En ce qui concerne l’existence d’un moyen propre à créer un doute sérieux quant à la légalité de l’arrêté attaqué :

5. Le préfet du Val-d’Oise a retiré à M. B..., en application de l’article L. 432-5-1 du code de l’entrée et du séjour des étrangers et du droit d’asile, la carte de séjour pluriannuelle dont il bénéficiait, au motif que sa présence France constituait une menace pour l’ordre public. En l’état de l’instruction, le moyen tiré de la méconnaissance des dispositions de l’article L.432-5-1 du code de l'entrée et du séjour des étrangers et du droit d'asile, ainsi que le moyen tiré de la méconnaissance des stipulations de l'article 8 de la convention européenne de sauvegarde des droits de l’homme et des libertés fondamentales sont de nature à faire naître un doute sérieux quant à la légalité de l’arrêté attaqué.

6. Il résulte de tout ce qui précède que l’exécution de l’arrêté du 24 février 2026 par lequel le préfet du Val-d’Oise a retiré à M. B... sa carte pluriannuelle de séjour doit être suspendue jusqu’à ce qu’il soit statué au fond sur la demande tendant à son annulation.

Sur les conclusions à fin d’injonction :

7. Aux termes de l’article L. 511-1 du code de justice administrative : « Le juge des référés statue par des mesures qui présentent un caractère provisoire (…). ».

8. En l’espèce, eu égard à l’office du juge des référés, la présente ordonnance implique seulement que le préfet du Val-d’Oise réexamine la situation de M. B.... Il y a lieu d’enjoindre au préfet du Val-d’Oise d’y procéder dans un délai de deux mois à compter de la notification de la présente ordonnance et de délivrer à M. B..., dans cette attente et dans un délai de dix jours à compter de la notification de la présente ordonnance, une autorisation provisoire de séjour lui permettant de travailler, valable jusqu’à ce qu’il soit statué sur la requête au fond ou jusqu’à l’adoption d’une nouvelle décision sur son droit au séjour.

Sur les frais liés au litige :

9. Il y a lieu, dans les circonstances de l’espèce, de mettre à la charge de l’Etat, partie perdante dans la présente instance, une somme de 1 200 euros à verser à M. B... au titre de l’article L. 761-1 du code de justice administrative.


O R D O N N E :


Article 1er : L’exécution de l’arrêté du 24 février 2026 par lequel le préfet du Val-d’Oise a retiré à M. B... sa carte pluriannuelle de séjour est suspendue jusqu’à ce qu’il soit statué sur la requête tendant à l’annulation de cet arrêté.

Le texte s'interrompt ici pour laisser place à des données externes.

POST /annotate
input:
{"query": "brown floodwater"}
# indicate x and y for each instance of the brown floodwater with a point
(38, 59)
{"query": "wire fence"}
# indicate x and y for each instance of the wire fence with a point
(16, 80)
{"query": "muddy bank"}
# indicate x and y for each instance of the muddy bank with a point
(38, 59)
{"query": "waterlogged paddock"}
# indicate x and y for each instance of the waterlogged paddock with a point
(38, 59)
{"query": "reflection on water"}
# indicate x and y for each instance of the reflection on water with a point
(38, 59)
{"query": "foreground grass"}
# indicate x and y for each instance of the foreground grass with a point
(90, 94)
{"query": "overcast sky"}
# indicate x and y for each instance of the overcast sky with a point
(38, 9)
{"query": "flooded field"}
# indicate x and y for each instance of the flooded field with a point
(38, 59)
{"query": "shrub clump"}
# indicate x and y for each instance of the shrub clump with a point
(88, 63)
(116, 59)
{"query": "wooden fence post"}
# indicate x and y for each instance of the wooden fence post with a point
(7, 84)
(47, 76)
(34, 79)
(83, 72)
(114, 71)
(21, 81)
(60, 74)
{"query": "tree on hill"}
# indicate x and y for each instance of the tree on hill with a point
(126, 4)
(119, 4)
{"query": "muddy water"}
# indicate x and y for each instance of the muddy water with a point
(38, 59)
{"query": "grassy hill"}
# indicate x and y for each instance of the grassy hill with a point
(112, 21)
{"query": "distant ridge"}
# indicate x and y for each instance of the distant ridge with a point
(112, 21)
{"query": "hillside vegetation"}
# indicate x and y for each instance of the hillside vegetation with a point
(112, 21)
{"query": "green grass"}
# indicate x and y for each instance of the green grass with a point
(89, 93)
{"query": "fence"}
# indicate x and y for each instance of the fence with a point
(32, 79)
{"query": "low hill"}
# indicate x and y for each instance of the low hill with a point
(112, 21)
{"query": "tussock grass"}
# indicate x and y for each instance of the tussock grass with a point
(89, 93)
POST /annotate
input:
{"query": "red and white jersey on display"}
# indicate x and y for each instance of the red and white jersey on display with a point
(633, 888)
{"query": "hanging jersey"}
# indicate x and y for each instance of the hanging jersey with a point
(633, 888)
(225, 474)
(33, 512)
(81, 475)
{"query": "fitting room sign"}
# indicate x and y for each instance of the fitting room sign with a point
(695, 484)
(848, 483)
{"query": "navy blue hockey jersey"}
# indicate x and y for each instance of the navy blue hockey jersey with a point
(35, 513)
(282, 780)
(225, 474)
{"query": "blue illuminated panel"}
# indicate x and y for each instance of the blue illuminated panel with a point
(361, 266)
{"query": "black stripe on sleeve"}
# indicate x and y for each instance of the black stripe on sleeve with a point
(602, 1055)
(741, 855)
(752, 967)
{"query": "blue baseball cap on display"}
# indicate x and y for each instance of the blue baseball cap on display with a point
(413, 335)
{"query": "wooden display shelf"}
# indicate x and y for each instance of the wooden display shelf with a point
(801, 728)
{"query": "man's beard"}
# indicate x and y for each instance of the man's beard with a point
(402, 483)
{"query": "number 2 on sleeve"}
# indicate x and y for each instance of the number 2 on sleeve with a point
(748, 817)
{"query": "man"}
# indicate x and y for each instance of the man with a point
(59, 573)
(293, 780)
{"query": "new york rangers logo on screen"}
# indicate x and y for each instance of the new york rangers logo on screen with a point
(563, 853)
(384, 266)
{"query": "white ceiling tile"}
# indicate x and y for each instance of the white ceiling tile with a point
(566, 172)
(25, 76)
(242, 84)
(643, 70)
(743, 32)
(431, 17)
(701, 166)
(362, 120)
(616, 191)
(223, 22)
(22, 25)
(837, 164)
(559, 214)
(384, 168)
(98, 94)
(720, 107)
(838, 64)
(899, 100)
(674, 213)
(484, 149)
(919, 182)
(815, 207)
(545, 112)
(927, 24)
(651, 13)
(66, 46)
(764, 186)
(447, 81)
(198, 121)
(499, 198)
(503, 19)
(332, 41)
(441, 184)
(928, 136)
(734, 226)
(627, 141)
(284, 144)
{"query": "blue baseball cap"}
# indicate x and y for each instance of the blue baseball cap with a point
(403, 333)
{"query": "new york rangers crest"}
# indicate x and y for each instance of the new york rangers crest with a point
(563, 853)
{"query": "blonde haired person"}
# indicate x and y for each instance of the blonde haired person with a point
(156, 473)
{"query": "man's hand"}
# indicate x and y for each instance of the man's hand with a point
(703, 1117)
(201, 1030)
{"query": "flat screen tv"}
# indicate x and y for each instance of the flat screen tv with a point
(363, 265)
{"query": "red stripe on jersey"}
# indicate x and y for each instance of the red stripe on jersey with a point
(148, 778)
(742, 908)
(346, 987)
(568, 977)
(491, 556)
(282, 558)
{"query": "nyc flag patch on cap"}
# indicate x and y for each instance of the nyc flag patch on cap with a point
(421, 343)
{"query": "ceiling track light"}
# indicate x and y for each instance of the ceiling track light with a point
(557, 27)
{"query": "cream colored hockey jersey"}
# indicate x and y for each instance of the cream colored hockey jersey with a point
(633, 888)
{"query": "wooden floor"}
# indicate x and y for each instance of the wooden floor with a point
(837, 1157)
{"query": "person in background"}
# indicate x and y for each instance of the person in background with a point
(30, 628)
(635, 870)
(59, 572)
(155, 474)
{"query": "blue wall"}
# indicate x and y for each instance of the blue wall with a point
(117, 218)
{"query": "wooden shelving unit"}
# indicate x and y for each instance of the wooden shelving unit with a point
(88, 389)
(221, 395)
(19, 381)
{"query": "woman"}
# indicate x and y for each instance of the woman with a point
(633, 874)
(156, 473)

Article 2 : Il est enjoint au préfet du Val-d’Oise de réexaminer la situation de M. B... dans un délai de deux mois à compter de la notification de la présente ordonnance et de lui délivrer, dans l’attente, dans un délai de dix jours à compter de la notification de la présente ordonnance, une autorisation provisoire de séjour l’autorisant à travailler, valable jusqu’à ce qu’il soit statué sur la requête au fond ou jusqu’à l’adoption d’une nouvelle décision sur son droit au séjour.

Article 3 : L’Etat versera à M. B... une somme de 1 200 euros au titre de l’article L. 761-1 du code de justice administrative.

Article 4 : La présente ordonnance sera notifiée à M. A... B... et au ministre de l’intérieur.

Copie en sera adressée au préfet du Val-d’Oise.


Fait à Cergy, le 31 mars 2026.

Le juge des référés,

Signé

C. Cordary
La République mande et ordonne au ministre de l'intérieur en ce qui le concerne ou à tous commissaires de justice à ce requis en ce qui concerne les voies de droit commun, contre les parties privées, de pourvoir à l’exécution de la présente décision.